Bobby Conn

By Mark Guarino

A rule: There’s nothing sexy about the mixture of politics and music.

Another rule: Unless you are Bobby Conn.

Over the last 12 months, many musicians have put their criticism of the war on terror, the Bush administration and the Sept. 11 terrorist attacks to music and the results have been what you’d expect: solemn or scornful or both.

But nothing is quite like “The Homeland” (Thrill Jockey), the fourth album from Chicagoan Bobby Conn. Set to flashy disco beats, squalls of heavy metal guitars and glam rock pomp, the music is to current events what “Dr. Strangeglove” was to the Vietnam era: satirical tragicomedy so over the top it skewers its subjects with high bravado and deadly potency. Instead of taking a literal approach to news events, Conn sets them in the backdrop of a fable with its main protagonist a “self-righteous, ideological, self-appointed prince” in the guise of Bush — or maybe Osama Bin Laden.

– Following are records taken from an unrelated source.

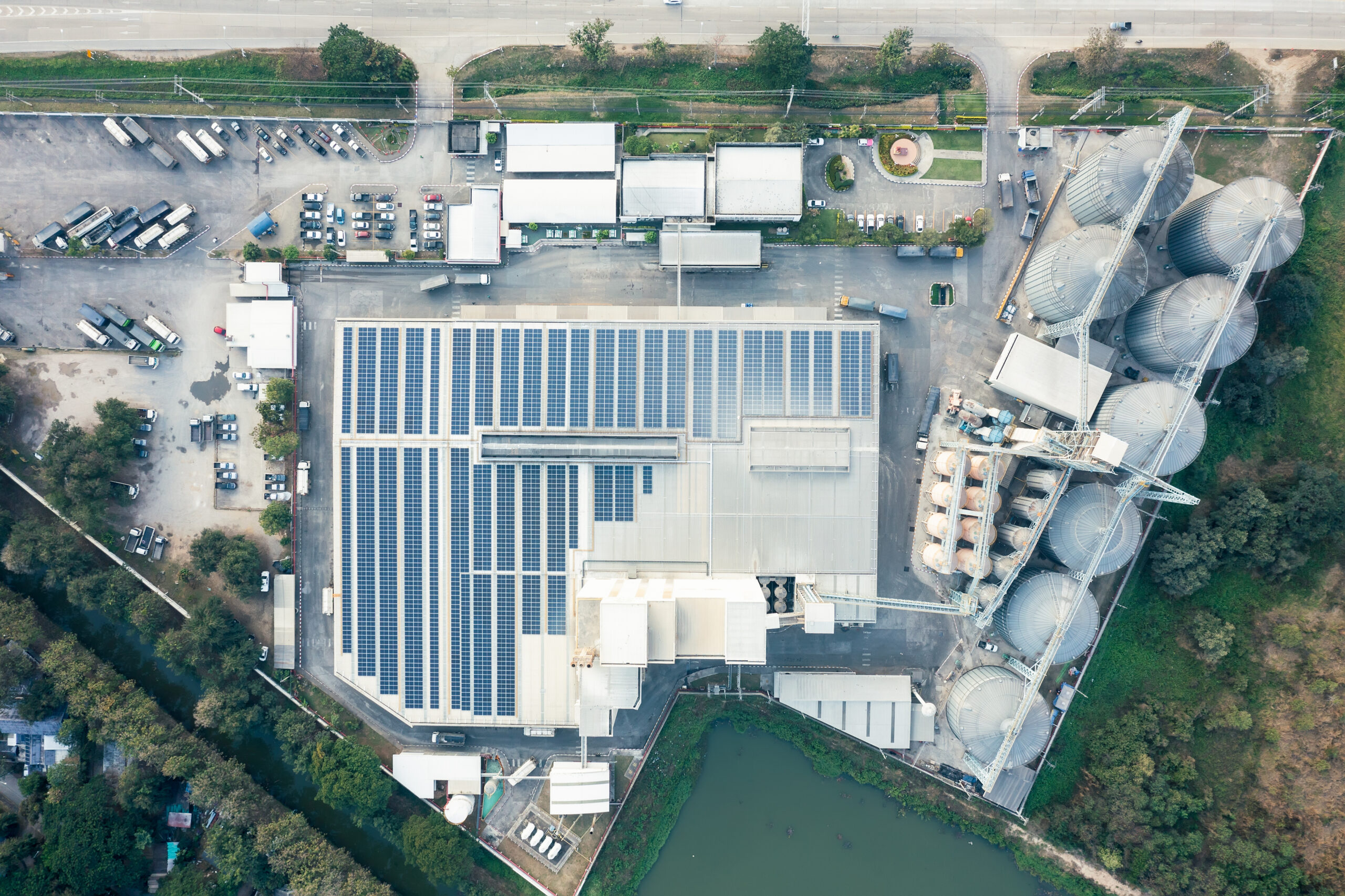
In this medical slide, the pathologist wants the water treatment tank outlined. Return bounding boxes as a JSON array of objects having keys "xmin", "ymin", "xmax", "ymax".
[
  {"xmin": 944, "ymin": 666, "xmax": 1050, "ymax": 768},
  {"xmin": 1093, "ymin": 382, "xmax": 1205, "ymax": 476},
  {"xmin": 1022, "ymin": 225, "xmax": 1149, "ymax": 323},
  {"xmin": 1065, "ymin": 127, "xmax": 1196, "ymax": 227},
  {"xmin": 995, "ymin": 569, "xmax": 1099, "ymax": 663},
  {"xmin": 1040, "ymin": 483, "xmax": 1143, "ymax": 576},
  {"xmin": 1167, "ymin": 176, "xmax": 1303, "ymax": 277},
  {"xmin": 1126, "ymin": 275, "xmax": 1256, "ymax": 374}
]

Conn said the album had an innocuous beginning. A speech on CNN last spring by Deputy Secretary of Defense Paul Wolfowitz spelling out the administration’s case for invading Iraq gave Conn the seed for the album’s opening song, “We Come In Peace.” “I wrote the lyrics as an encapsulation of the speech he gave. Which is the idea that ‘we’re right, you’re wrong and if you’re complaining about it, it’s just sour grapes’,” he said. In the tight garage rocker, Conn sings “we have no fear of your disgust/you hate us ‘cause you’re jealous of success.”

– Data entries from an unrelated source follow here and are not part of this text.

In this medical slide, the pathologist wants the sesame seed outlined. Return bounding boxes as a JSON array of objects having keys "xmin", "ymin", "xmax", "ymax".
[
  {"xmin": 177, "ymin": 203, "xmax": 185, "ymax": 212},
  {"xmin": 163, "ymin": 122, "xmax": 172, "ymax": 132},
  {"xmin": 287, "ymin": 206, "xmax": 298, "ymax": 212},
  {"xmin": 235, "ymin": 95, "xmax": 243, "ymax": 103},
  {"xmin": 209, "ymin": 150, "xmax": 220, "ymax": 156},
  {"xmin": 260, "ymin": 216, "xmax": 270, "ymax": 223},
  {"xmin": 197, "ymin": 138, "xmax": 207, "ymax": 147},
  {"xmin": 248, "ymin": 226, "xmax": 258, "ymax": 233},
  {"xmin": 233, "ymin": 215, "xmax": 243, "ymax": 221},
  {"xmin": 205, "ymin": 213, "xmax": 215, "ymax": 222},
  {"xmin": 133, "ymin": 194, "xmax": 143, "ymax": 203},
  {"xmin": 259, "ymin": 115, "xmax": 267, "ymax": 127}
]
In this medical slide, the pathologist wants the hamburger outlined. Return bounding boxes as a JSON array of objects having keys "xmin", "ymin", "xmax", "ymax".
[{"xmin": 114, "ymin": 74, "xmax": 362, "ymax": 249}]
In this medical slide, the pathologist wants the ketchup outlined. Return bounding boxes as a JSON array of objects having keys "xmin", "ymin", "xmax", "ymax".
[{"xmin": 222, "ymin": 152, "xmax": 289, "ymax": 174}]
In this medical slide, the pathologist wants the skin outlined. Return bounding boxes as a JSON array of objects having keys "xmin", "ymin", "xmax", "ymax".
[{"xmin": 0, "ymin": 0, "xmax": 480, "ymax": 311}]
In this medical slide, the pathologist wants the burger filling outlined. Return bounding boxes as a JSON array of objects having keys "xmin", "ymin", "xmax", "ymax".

“I wanted to capture the amazing confidence you have when God is on your side and there is nothing stopping you,” he said.

Conn was born Robert Kahn in New York City but moved around several places until his parents settled in St. Charles where he went to high school. Later, after dropping out of New York University, he moved back to Chicago in 1989 and got involved in the noise rock scene where he fronted a trio called Canducent, a mixture of Captain Beefheart and Can. When they broke up in 1994, he moved to New Orleans for a spell before returning to Chicago and deciding he wanted to be “Bobby Conn,” a mix between Sammy Davis Jr. and Freddie Mercury of Queen.

“I got really sick of ‘90s indie rock where it was very uncool to be excited while you played and if you were excited while you played it had to be this really emo thing where you were really distraught,” he said. “I really want to bring the audience back into the show as much as possible.”

In a city scene of jaded hipsters and avant gardists, Conn works completely in a world of his own making. His shows are known as a kind of surreal theatre, where costumes, makeup and shenanigans are on high order. Conn has ended shows by stripping to his underwear, crawling atop tables and incorporated the high intensity stage climaxes of his obvious forefathers — Prince, Parliament Funkadelic and David Bowie.

“I try to get to that point where I lose really any sort of sense of control,” he said. “I know what song I’m playing but I want to get beyond the music. I want to connect to it emotionally and directly. A lot of my favorite shows were inspired by Sammy Davis Jr. If he felt like the audience weren’t getting into it, he’d do card tricks, play the xylophone, juggle and do whatever it took until finally after three hours, he’s proven he’s the world greatest entertainer. I admire that desperate, maniacal energy. I feel if I don’t get to that point where I’m completely soaked and spent, I really haven’t done my job.”

Conn enjoys a larger audience in Europe which he tours at least once a year, sometimes to festival crowds numbering a thousand and more. One summer festival in Norway, he stepped on the stage of a hockey arena and remembered thousands of people “reacted as if we were Kiss.” “It was a fist-pumping rock show the entire time, I was completely blown away and thought ‘wow, this is actually kind of fun’.”

Conn credits Europe’s more adventuresome radio climate in getting the word out plus “they react to the humor of it.” “A lot of my records are about life in America specifically but Americans are not interested in it because of its humor and, I think, people don’t trust me.”

Despite the absurd backdrop, Conn’s music has all the elements of the serious post-rock artists he’s worked with (Jim O’Rourke, John McEntire of Tortoise): the music is complex in its arrangements, borrows from a variety of genres, and makes sly commentaries on mainstream tastes while using them at their fullest. While Conn is aware that sincere social commentary can take the form of spandex costumes and mayhem, he just isn’t sure anyone else is.

“One guy sitting on a stool in a flannel shirt with a acoustic guitar playing protest songs … is trying to deny the artificiality of the situation. There’s no give and take with the audience. To pretend you’re having an intimate conversation with that one person, to me, doesn’t seem very honest,” he said. “I feel much more honest when I’m dressed as an entertainer. If I went up in my street clothes, to me, that’s more of a put on.”